その内容に、護られたはずの土方の眉間の皺がさらに濃くなったのはいうまでもないが、全員が驚愕した。無論、いい放たれた沖田もだ。
『斎藤・・・?』土方は、口中で自身の懐刀の名を呟いていた。
思えば、ずっと昔、試衛館にいた時分より、斎藤はなにかと土方のことを護ってくれていた。それは、刃による攻撃は別とし、どれもことごとく微妙にずれている気がする。当人に悪気はないはずだ。それどころか、自覚すらないはずだ。ゆえに、よりいっそう厄介なのだ。

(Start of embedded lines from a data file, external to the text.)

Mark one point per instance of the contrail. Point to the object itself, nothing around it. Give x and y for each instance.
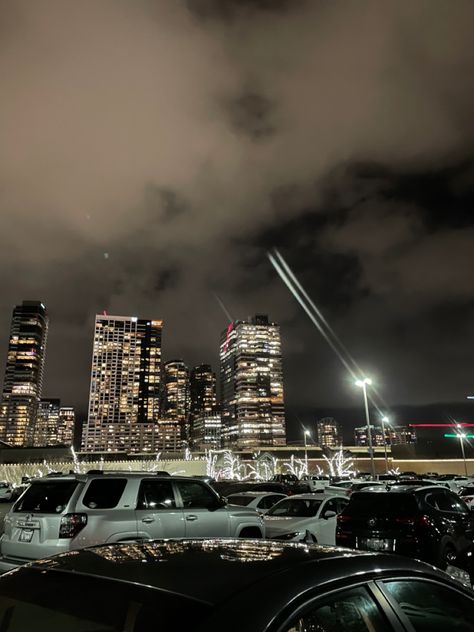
(320, 322)
(223, 307)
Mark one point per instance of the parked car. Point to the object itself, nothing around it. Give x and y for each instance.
(137, 587)
(315, 482)
(308, 517)
(261, 501)
(429, 523)
(69, 512)
(6, 491)
(467, 494)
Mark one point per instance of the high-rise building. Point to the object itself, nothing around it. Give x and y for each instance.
(24, 373)
(328, 433)
(67, 424)
(47, 422)
(362, 439)
(177, 394)
(125, 382)
(251, 376)
(203, 391)
(206, 431)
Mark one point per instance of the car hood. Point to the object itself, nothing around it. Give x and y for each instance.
(276, 525)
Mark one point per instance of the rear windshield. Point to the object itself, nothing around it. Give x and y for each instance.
(104, 493)
(50, 497)
(243, 501)
(296, 507)
(380, 504)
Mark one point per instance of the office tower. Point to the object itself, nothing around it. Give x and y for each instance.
(206, 431)
(177, 394)
(401, 435)
(47, 423)
(362, 439)
(67, 423)
(203, 391)
(125, 383)
(24, 373)
(328, 433)
(251, 378)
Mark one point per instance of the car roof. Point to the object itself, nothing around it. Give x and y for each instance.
(256, 493)
(231, 565)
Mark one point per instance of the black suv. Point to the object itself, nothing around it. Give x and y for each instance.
(429, 523)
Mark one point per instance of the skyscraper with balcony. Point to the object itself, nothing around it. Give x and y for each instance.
(251, 376)
(177, 394)
(24, 373)
(125, 384)
(328, 433)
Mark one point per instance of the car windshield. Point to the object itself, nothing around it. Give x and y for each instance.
(380, 504)
(296, 507)
(47, 497)
(243, 501)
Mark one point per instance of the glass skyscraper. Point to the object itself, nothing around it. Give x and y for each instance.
(251, 376)
(24, 373)
(125, 384)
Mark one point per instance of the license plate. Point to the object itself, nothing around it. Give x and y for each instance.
(377, 544)
(26, 535)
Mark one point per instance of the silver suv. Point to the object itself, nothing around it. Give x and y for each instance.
(62, 513)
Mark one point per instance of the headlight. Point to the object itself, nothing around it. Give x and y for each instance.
(290, 536)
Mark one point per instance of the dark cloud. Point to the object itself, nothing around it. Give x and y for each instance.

『一さん、ご立派ですよ。さすがは「土方二刀」の一振り。脱帽です。ええ、この口唇をしっかりと閉じておきますよ』
にやにや笑いで敗北宣言をする沖田に一瞥をくれると、斎藤は満足げに頷いた。それから、土方へ視線を向けると、無言で先を促した。
全員が俯き、肩を震わせ笑いを噛み殺すなか、土方は尊大とはほど遠い、微妙な表情でつづけた。

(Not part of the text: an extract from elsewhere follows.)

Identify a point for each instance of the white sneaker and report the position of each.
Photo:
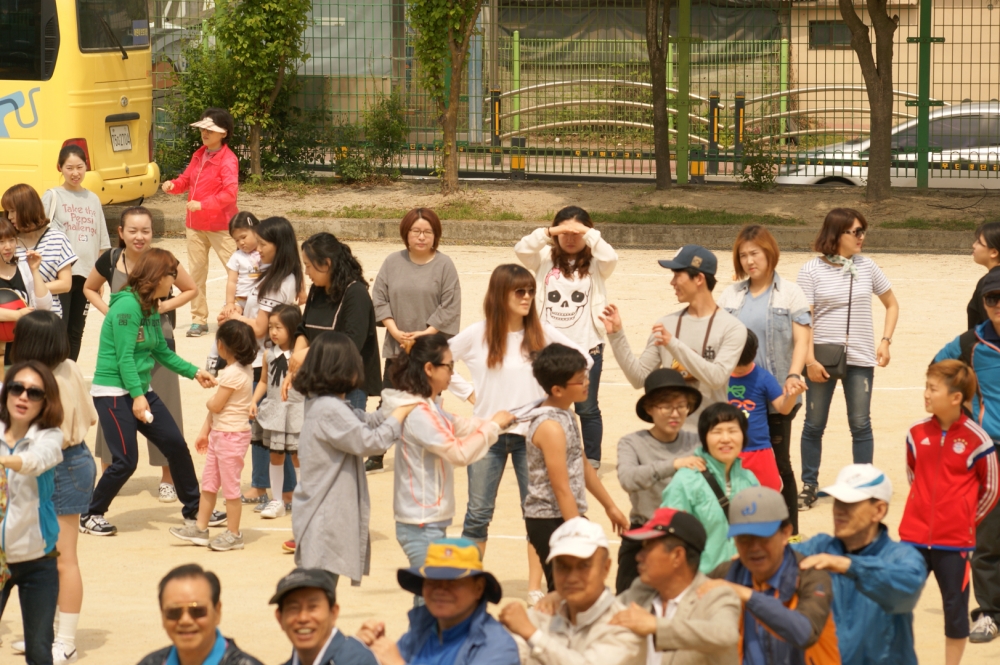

『クレイジー・ホースが提示した十名だ。フランク、新八、平助、テツ、主計、八郎、厳周、そしておれ・・・』
名を呼ばれた者は、おおいにわいた。
『あれ?二名足りませんけど・・・。ああ・・・』
指を折って数えていた玉置は、そういいかけてやめた。得心がいったように一つ頷いた。
『あとはわざわざいうまでもなかろう?』
引き継いだ土方の言とともに、全員が残る二名に視線を向けた。
『で、「豊玉宗匠」はいったいだれを?とはいえ、クレイジー・ホース以外は、名をいってもらったところでわかりませんけど・・・』
『ああ?たしかにそうだな、総司?だが、二名だけはみながしってる者を選んだ。で、わざわざおれが頼みにいった。どうせなら、うちの名騎手と互角に競える者じゃねえと不公平だろう?なにより面白くねぇ・・・。なぁ左之?』
つぎは、全員が原田に注目した。『なにも好んで条件を背負うこたねぇだろうによ、副長?勝ち戦だったのに・・・』
ぶつぶつと不平をたれる原田を横目に、土方は自身の息子の座椅子がわりを務めている白き巨狼と視線をあわせた。

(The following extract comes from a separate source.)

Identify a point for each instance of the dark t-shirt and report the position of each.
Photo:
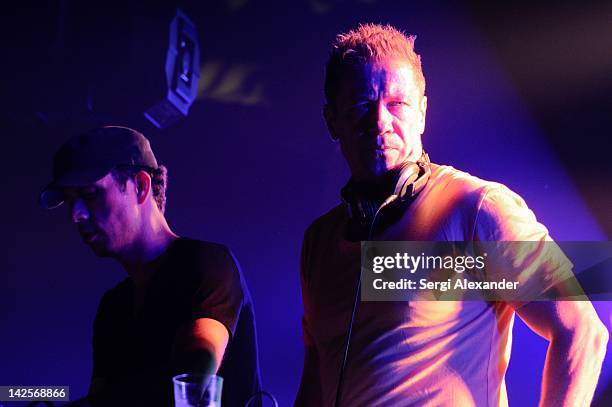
(135, 354)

『壬生狼、特別に参加してくれ、とよ。息子らと存分に駆けっこしてくるといい』
『よかったね、父さん?』
背を預ける幼子がみ上げて微笑むと、白き巨狼はふんっと鼻を鳴らした。
『なにが駆けっこだ。自身の脚で駆けるのは、わたしだけではないか』
文句をたれる白き巨狼。
人間は、とんだ競べ馬になったものだ、と戦慄したのだった。